As Monia Ben Jemia stated, the most symbolic story is the one of Myriam Ben Mohamed. This story received unprecedented media attention in Tunisia because of the implication of two government agents who are supposed to protect citizens.

This affair perfectly illustrates the dominating climate of violence against women and the lack of legislative and institutional means to properly fight it.

Turkey – Nil Mutluer

Helsinki Citizens Assembly (HCA)

Photo Nil Mutluer

What do you see as a major challenge and a major achievement in the fight against violence against women in your country?

As a result of pressure of women’s movements in Turkey, the Civil Code and Criminal Law were amended in favor of women in 2002. Since then, Turkey has become one of the first signatories of the 2011 Istanbul Convention and adopted Law n° 6284 on Prevention of Violence Against Women.

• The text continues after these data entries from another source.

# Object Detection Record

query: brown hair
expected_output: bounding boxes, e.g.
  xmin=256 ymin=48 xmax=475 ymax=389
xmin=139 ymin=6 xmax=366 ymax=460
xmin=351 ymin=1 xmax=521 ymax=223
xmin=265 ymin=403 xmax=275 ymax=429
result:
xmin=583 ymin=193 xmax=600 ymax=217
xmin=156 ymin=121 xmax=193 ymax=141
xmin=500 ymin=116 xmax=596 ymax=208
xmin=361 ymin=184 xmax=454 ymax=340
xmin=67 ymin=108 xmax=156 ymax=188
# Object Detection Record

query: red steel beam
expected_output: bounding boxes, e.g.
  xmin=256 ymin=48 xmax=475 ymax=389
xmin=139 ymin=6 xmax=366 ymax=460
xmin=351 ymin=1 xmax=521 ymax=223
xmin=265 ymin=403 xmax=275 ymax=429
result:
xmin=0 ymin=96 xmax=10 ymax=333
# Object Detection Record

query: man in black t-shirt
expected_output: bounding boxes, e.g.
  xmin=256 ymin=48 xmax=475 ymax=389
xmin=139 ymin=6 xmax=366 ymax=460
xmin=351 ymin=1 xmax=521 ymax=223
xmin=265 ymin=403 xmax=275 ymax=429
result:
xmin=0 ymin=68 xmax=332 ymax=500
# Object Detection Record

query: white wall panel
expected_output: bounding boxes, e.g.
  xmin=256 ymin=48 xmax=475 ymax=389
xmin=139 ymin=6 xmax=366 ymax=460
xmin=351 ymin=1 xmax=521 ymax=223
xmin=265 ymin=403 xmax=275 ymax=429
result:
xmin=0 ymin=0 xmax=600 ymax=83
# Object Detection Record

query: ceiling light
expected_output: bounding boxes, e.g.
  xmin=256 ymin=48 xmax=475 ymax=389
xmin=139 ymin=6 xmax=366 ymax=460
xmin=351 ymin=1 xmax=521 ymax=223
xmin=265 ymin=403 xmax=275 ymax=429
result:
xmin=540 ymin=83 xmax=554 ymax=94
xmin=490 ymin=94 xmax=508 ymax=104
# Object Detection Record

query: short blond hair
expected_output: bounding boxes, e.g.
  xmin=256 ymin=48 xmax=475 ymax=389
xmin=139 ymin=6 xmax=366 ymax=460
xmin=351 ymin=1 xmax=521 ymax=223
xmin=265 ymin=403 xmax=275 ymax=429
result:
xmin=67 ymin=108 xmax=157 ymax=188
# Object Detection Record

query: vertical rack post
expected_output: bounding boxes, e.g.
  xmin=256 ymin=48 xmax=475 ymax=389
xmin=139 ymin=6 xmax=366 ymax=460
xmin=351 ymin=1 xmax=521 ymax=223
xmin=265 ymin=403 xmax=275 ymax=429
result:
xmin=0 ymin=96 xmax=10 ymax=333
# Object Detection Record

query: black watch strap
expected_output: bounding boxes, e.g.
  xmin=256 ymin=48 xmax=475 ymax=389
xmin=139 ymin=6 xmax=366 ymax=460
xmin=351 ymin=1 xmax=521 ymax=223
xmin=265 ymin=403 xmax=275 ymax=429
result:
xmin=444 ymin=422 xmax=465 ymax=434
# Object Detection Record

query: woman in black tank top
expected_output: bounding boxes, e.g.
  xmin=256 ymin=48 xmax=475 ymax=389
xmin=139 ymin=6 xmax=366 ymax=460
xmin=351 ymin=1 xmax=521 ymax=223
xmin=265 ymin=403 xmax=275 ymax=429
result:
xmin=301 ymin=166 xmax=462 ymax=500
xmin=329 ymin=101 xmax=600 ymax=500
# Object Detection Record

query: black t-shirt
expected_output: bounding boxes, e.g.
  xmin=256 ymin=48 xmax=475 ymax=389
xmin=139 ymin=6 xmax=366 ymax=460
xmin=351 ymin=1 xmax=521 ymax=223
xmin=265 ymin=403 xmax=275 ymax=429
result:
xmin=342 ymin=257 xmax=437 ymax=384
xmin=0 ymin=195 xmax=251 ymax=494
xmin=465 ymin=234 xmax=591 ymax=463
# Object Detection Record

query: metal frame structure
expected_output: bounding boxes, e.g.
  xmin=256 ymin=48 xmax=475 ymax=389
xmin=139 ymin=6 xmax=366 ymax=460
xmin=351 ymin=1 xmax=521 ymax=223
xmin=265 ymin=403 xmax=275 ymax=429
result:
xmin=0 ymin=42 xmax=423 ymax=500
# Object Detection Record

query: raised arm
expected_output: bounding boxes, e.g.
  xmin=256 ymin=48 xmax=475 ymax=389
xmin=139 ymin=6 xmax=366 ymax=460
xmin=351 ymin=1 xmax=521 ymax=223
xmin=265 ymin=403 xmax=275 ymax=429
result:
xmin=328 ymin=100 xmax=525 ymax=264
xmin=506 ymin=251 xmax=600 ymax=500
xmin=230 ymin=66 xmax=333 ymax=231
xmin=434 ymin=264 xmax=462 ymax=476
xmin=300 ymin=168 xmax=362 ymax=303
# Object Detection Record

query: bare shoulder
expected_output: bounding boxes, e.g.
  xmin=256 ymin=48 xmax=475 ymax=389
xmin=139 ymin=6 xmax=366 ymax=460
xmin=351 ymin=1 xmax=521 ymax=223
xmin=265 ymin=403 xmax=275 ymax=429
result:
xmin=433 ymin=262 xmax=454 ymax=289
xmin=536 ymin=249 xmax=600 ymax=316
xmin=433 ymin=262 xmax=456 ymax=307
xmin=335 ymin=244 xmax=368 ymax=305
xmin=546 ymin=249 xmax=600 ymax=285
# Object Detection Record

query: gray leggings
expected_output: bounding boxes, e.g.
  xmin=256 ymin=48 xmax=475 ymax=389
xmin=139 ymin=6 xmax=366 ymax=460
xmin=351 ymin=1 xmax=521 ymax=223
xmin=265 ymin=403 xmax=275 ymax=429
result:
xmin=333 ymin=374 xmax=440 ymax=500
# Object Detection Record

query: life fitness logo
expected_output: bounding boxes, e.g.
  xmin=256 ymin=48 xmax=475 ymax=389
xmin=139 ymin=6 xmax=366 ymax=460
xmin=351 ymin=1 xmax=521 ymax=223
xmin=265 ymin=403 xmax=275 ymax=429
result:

Nevertheless, current developments guarantee neither the proper application of these laws nor any related policies. The overall conservative and patriarchal approach of political figures and decision makers provide a pseudo-legitimate ground for state bureaucracy not to apply these laws consistently during prevention, protection and legal action phases of the acts of violence against women.

Furthermore, the government introduced in the last decade new societal values for what it refers to as “the new Turkey.” These values mainly position women as the Muslim-nationalist mothers of the Nation. It is now common for acts of women against this positioning to be publicly scolded by prominent figures, such as the president, prime minister or other high-ranking bureaucrats.

What is the current situation for women victims of violence?

Violence against women is a widespread phenomenon in Turkey. Statistics show that in 2015 alone, 290 women were recorded as murdered and it is believed that many more have failed to be recorded as such. The number of non-fatal acts of violence against women are even higher.

The Digital Monument Counter was set up to commemorate the memories of women who have fallen victim to murder.